Closing the loop
The Rivanna Trail has encircled Charlottesville for more than 20 years. Earlier this month, the trail became a little more complete, when a 140-foot-long pedestrian bridge was lowered into place over Moores Creek, closing one of the few remaining gaps in the trail’s 20-mile loop.
Local environmentalists expressed enthusiasm about the bridge, which was paid for by Albemarle County and the developers working on rehabbing the old woolen mill that overlooks the river.
“This is economic development that focuses on making the community a better place for all,” said Piedmont Environmental Council community organizer Peter Krebs in a press release praising the bridge. “By providing more places to walk and bike, and everyday access to nature, projects like this support residents’ health, productivity, and prosperity.”

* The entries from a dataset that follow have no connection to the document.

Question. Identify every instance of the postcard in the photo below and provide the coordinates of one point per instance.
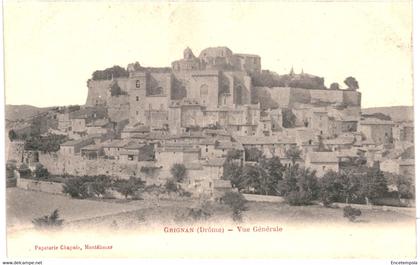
(269, 130)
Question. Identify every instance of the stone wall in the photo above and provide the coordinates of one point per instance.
(98, 90)
(287, 97)
(263, 198)
(77, 165)
(43, 186)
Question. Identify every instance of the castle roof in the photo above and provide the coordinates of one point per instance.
(323, 157)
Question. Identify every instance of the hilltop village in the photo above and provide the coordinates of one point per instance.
(204, 110)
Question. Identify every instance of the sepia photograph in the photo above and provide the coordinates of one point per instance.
(209, 130)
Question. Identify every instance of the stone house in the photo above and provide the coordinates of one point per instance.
(380, 131)
(404, 167)
(73, 147)
(322, 162)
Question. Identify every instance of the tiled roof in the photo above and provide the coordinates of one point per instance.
(375, 122)
(323, 157)
(215, 162)
(77, 142)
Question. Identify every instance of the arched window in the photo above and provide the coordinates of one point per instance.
(238, 96)
(204, 90)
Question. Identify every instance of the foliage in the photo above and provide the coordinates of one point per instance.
(232, 171)
(201, 213)
(405, 187)
(109, 73)
(12, 135)
(48, 221)
(178, 172)
(351, 213)
(299, 185)
(10, 168)
(289, 118)
(171, 185)
(76, 188)
(294, 154)
(41, 172)
(252, 154)
(373, 184)
(330, 188)
(298, 198)
(129, 187)
(237, 202)
(87, 186)
(351, 83)
(48, 143)
(24, 171)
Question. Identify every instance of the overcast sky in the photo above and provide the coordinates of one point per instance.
(51, 49)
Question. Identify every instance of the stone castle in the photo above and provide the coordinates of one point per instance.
(218, 87)
(140, 121)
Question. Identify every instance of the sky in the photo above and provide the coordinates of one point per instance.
(52, 48)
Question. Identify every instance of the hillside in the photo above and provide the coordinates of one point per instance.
(18, 112)
(397, 113)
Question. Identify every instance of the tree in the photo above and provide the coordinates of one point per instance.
(48, 221)
(237, 202)
(330, 188)
(250, 179)
(350, 184)
(351, 83)
(178, 172)
(272, 173)
(372, 184)
(334, 86)
(351, 213)
(232, 171)
(252, 154)
(24, 171)
(405, 187)
(299, 185)
(289, 118)
(129, 187)
(41, 172)
(294, 154)
(75, 187)
(12, 135)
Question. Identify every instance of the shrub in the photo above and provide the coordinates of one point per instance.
(297, 198)
(129, 187)
(24, 171)
(76, 188)
(41, 172)
(171, 186)
(178, 172)
(351, 213)
(48, 221)
(236, 201)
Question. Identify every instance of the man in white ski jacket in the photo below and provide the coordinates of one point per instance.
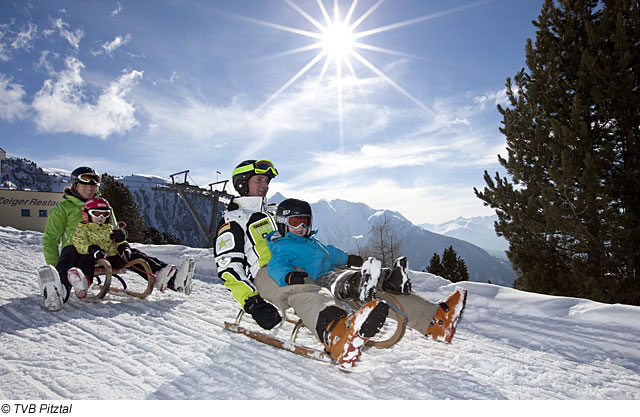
(241, 249)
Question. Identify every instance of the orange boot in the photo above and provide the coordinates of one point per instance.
(345, 336)
(443, 324)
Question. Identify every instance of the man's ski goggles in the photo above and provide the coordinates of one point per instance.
(100, 213)
(88, 178)
(297, 222)
(260, 167)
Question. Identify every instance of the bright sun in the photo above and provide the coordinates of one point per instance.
(337, 41)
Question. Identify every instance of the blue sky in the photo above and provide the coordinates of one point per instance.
(406, 122)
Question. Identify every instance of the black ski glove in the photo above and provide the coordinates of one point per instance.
(354, 260)
(119, 235)
(265, 314)
(125, 251)
(96, 251)
(296, 277)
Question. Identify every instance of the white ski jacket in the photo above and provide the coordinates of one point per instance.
(241, 248)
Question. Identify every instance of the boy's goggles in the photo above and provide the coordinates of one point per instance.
(100, 213)
(299, 221)
(88, 178)
(261, 167)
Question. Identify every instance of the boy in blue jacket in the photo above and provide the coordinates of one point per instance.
(298, 258)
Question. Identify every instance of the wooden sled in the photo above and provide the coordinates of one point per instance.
(103, 269)
(317, 354)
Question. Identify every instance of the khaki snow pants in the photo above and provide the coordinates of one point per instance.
(309, 299)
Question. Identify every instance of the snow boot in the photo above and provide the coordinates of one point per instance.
(397, 282)
(358, 285)
(182, 281)
(444, 322)
(345, 336)
(163, 276)
(79, 281)
(51, 288)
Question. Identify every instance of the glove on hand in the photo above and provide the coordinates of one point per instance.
(354, 260)
(296, 277)
(96, 251)
(119, 235)
(265, 314)
(125, 251)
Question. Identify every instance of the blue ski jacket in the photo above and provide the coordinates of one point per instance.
(293, 251)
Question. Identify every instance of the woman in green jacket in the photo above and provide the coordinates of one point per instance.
(57, 244)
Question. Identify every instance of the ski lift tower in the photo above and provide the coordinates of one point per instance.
(185, 190)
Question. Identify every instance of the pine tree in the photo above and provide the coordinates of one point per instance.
(452, 267)
(124, 207)
(384, 243)
(571, 211)
(435, 265)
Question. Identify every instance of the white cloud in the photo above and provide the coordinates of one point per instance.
(4, 48)
(60, 104)
(117, 10)
(494, 98)
(11, 105)
(109, 47)
(73, 37)
(425, 204)
(25, 39)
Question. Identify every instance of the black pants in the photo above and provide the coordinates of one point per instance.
(68, 258)
(87, 264)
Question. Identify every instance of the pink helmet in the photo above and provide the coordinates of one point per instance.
(96, 206)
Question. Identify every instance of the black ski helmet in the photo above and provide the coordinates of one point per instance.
(289, 208)
(85, 175)
(249, 168)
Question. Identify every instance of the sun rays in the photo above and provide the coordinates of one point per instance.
(337, 41)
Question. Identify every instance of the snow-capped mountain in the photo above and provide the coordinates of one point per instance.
(509, 345)
(477, 230)
(346, 225)
(341, 223)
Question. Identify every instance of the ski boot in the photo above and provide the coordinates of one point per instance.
(358, 285)
(79, 281)
(51, 288)
(345, 336)
(444, 322)
(182, 281)
(397, 280)
(163, 276)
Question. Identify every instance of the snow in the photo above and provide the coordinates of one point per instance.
(509, 345)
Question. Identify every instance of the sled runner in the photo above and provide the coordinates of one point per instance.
(103, 268)
(292, 346)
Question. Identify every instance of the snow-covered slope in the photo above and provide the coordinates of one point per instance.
(509, 345)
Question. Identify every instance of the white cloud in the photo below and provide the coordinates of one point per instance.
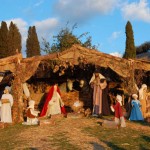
(117, 54)
(137, 11)
(46, 28)
(81, 10)
(115, 35)
(38, 3)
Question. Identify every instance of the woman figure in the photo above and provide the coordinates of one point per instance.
(53, 104)
(7, 103)
(119, 118)
(136, 113)
(98, 83)
(142, 98)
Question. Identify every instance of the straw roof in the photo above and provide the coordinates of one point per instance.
(74, 55)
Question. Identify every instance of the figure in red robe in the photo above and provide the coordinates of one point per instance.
(119, 118)
(53, 104)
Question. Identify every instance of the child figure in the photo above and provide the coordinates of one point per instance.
(119, 118)
(31, 114)
(136, 113)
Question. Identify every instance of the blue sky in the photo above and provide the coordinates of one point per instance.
(105, 20)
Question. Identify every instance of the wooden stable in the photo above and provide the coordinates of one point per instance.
(24, 68)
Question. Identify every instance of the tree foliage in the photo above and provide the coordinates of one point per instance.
(65, 39)
(32, 43)
(130, 50)
(3, 40)
(14, 40)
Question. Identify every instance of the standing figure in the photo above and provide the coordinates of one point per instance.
(142, 98)
(98, 83)
(119, 118)
(136, 113)
(7, 103)
(31, 114)
(53, 104)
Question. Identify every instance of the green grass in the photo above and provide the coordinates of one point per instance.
(62, 142)
(121, 139)
(9, 136)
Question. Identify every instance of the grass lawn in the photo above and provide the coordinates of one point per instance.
(76, 134)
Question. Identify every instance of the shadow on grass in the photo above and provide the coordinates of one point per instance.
(144, 123)
(113, 146)
(32, 148)
(146, 138)
(97, 146)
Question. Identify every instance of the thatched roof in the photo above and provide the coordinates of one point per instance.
(75, 54)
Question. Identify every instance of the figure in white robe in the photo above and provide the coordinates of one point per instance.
(32, 114)
(6, 105)
(97, 86)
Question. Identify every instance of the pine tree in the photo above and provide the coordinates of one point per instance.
(3, 40)
(32, 43)
(130, 51)
(14, 40)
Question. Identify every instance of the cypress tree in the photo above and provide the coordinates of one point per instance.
(3, 40)
(14, 39)
(130, 51)
(32, 43)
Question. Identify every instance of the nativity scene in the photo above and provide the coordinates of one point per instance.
(76, 83)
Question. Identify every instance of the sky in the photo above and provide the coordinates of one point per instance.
(104, 20)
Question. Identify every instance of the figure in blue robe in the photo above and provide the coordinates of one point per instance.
(136, 114)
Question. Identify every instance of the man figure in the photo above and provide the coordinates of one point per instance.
(6, 104)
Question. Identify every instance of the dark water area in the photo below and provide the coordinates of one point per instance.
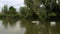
(17, 26)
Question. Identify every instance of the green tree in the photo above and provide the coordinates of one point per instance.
(5, 10)
(12, 11)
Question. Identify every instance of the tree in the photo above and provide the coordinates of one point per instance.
(5, 10)
(12, 11)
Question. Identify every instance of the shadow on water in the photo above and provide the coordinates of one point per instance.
(10, 21)
(34, 28)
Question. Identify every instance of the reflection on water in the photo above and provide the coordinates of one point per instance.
(14, 26)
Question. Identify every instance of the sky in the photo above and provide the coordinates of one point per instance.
(15, 3)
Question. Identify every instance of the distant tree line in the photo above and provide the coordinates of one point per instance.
(42, 10)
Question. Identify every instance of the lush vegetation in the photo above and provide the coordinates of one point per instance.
(41, 10)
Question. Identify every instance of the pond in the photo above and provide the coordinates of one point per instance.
(14, 26)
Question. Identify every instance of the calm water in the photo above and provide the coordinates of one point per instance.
(14, 26)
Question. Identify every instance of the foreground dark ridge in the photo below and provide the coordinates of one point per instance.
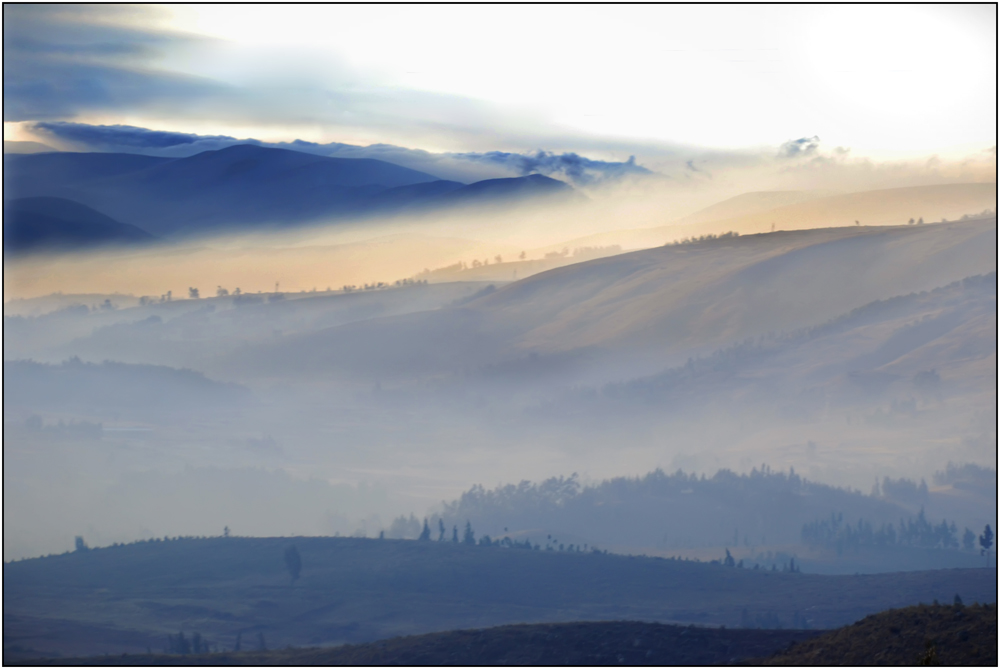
(128, 599)
(574, 644)
(955, 635)
(949, 635)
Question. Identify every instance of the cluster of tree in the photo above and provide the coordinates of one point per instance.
(704, 238)
(768, 620)
(166, 297)
(380, 285)
(181, 645)
(666, 510)
(912, 533)
(788, 566)
(468, 535)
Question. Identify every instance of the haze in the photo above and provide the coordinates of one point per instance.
(335, 270)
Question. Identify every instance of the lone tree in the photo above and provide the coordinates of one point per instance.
(986, 540)
(293, 561)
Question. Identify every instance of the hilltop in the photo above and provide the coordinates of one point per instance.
(127, 598)
(572, 644)
(245, 186)
(955, 635)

Photographs from the middle of the 20th century show that a wooden footbridge once crossed the creek near where the new bridge sits, but the woolen mill changed hands multiple times over the years, and the original bridge disappeared.
Because the pandemic has upended much of our regular forms of recreation, and made gathering indoors unsafe, the Rivanna Trail has had a significant increase in use in recent months. A trail counter from earlier in the spring noted that this year, the trail has seen around four times as much foot traffic as the same period last year.
Quote of the week
“Nothing would be worse for the economy than UVA students coming back [and causing] a super spreader event.”
—City Councilor Michael Payne, on Charlottesville’s emergency ordinance
Protests continue in Richmond, and police continue to arrest people willy-nilly. This week, journalists for VCU’s student paper The Commonwealth Times, as well as two activists with Charlottesville ties and large social media followings, Molly Conger and Kristopher Goad, were among those detained on dubious grounds. Conger was held overnight, and after her release, tweeted that the police “are trying to break our spirits, but they’re only proving our point.”
Charlottesville-based educational travel company WorldStrides, one of the larger employers in town, filed for bankruptcy last week. Meanwhile, some UVA students received mailers this week from the study abroad office, advertising future trips. That’s optimistic, as most nations have banned American travelers from entering.
UVA made national news earlier in the spring when it unexpectedly denied two well-qualified Black faculty members tenure. Now, the school is eating crow: last week, Dr. Paul Harris, an assistant professor of education, announced that the decision had been overturned, and his tenure case had been approved by provost Liz Magill.
As the number of coronavirus cases continue to rise, Charlottesville and Albemarle County both decided on Monday to revert to certain Phase Two guidelines. Beginning August 1, masks will be mandatory in public, indoor capacity for restaurants will be capped at 50 percent, and gatherings of more than 50, excluding spontaneous demonstrations, will be prohibited.